17/01/24

METRO PIAZZA DUOMO, MILANO

Milano, Stazione della Metro di Piazza del Duomo, ore 13,20.

Salgo le scale insieme a centinaia di piedi che trotterellano verso il cielo. Lui, fuori, lassù, cade a terra colpito da una mazza da baseball.

Ho scelto la fila dei mediocremente allenati di mezza età, sempre pronto a cambiarla per tirare il fiato. L’assalitore ha vita facile nel confondersi nella folla e scappare.

L’effetto formica, per cui ti sposti i centimetri necessari quando incroci un tuo simile in senso opposto alla tua marcia e lo eviti, è alla massima allerta. Maledico aver cambiata oggi l’abitudine di risalire alla luce solo dopo il branco disordinato e famelico espulso dai vagoni della metropolitana.

A fianco ho un tipo vestito bene che beato lui non sembra infastidito, anzi… ha un’espressione serena e luminosa.

Finalmente fuori.

A pochi metri dalla rampa di uscita si gonfia un capannello di sconosciuti intorno all’uomo con la nuca sfondata, riverso nel suo sangue. Immobile. Il viso rivolto a terra.

Vedo mio padre anche lui in uscita dalla metro e mi avvicino. Qualcuno grida, altri improvvisano una caccia all’uomo subito bloccata dalla polizia. Ci sono postazioni fisse vicino al Duomo.

L’uomo proprio non si muove, un’ambulanza è già vicina, spiegano le sirene. Tutti diamo un’occhiata al dramma, chissà poi perché. Qualcuno racconta dell’uomo con la mazza da baseball. Qualcun’altro conosce la vittima, ci stava parlando. Ne dice il nome: Angelo.

Fino a quel momento ero preso nei miei pensieri: quella giovane donna appena incontrata proveniente dallo Yemen, senza alloggio e con tre figli.

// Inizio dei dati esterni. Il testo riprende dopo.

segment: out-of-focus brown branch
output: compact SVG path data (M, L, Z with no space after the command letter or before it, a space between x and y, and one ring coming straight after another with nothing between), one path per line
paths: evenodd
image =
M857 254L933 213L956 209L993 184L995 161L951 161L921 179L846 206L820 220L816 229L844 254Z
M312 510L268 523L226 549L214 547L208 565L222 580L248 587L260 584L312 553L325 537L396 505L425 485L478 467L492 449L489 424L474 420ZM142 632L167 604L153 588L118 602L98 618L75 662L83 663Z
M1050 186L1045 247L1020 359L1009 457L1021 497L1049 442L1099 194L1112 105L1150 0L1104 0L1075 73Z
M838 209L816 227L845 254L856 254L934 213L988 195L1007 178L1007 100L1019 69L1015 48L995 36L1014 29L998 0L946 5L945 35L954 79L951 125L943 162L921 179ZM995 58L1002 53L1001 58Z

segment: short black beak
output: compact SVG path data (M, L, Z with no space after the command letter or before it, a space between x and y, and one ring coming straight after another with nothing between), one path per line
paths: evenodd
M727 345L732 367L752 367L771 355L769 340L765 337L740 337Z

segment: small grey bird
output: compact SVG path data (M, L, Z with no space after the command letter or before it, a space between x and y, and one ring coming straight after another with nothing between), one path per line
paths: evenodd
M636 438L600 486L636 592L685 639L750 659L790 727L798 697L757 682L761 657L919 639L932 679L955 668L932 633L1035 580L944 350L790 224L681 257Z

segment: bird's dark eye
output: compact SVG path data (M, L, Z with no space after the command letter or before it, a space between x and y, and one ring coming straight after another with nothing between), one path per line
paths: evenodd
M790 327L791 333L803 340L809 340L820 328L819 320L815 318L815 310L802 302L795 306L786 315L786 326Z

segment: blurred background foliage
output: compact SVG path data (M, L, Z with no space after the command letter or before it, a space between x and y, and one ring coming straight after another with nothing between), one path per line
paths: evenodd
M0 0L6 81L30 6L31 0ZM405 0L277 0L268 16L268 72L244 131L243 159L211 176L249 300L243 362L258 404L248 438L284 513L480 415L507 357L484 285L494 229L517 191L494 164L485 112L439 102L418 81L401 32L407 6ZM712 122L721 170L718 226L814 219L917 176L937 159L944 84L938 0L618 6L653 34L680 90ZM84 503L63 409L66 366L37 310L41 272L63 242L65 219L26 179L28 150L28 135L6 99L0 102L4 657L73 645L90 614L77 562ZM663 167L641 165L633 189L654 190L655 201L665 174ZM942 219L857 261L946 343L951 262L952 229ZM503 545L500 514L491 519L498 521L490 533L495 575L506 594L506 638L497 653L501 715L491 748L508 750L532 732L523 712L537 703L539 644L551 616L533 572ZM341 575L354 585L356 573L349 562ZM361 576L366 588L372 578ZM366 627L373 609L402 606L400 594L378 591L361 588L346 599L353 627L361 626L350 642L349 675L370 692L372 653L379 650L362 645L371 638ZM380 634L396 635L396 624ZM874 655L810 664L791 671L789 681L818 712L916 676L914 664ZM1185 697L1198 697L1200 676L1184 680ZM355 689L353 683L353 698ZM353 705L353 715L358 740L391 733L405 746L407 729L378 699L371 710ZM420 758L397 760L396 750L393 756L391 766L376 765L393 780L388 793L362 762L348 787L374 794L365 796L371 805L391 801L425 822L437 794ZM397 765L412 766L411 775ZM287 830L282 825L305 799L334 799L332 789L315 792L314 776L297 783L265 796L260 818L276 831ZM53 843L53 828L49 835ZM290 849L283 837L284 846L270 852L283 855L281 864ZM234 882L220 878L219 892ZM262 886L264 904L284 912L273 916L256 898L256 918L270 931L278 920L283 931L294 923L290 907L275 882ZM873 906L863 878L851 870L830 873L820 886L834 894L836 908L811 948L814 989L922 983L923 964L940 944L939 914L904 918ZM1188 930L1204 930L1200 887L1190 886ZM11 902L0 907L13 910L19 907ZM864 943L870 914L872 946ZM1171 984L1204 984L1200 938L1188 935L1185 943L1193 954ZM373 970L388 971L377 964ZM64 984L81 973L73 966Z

E poi il giovane Abdhù, nome certamente storpiato dalla burocrazia, rimasto orfano e troppo giovane per lavorare. Forse il mio amico Mario poteva fare qualcosa per loro… Ma ora la scena da telegiornale mescola ogni priorità.

Scorgo una donna inginocchiata vicino a lui. Piange compostamente accarezzandogli la mano. Mi tengo a distanza per rispetto di quello sconosciuto, della sua storia. I giornali avrebbero scritto ad indagini terminate che quell’uomo, il signor Angelo Arca, stava tornando a casa con la moglie. Mediatore culturale. L’assassino aveva colpito a caso, prima lui e poi altre tre persone in quel giorno. Stessa mazza da baseball, stessa insensatezza, stessi epiloghi.

Intercetto lo sguardo di mio padre, è vicino alla persona elegante e tranquilla che avevo vista prima. Si conoscono, si scambiano sguardi, sorrisi. Mio padre in particolare ha una espressione differentemente nuova: radiosa di una felicità che lì ed ora mi sembrano del tutto fuori luogo. Nel trambusto generale attraggono la mia attenzione. Più mi avvicino a loro e più mi allontano dalla folla. I gesti sanguinosi del mondo che tanto pesano su di me, che hanno dettato tante mie scelte, mi liberano via via dai loro lacci. Assurdo. Di fronte ad un dramma mi sento irresponsabilmente leggero.

 Con mio padre e lo sconosciuto insieme ci allontaniamo. Non c’è un perché. Ma tutto sembra avere un senso leggero. Come da piccolo in braccio a lui.

 Non mi sono ancora presentato. Mi chiamo Angelo. Angelo Arca.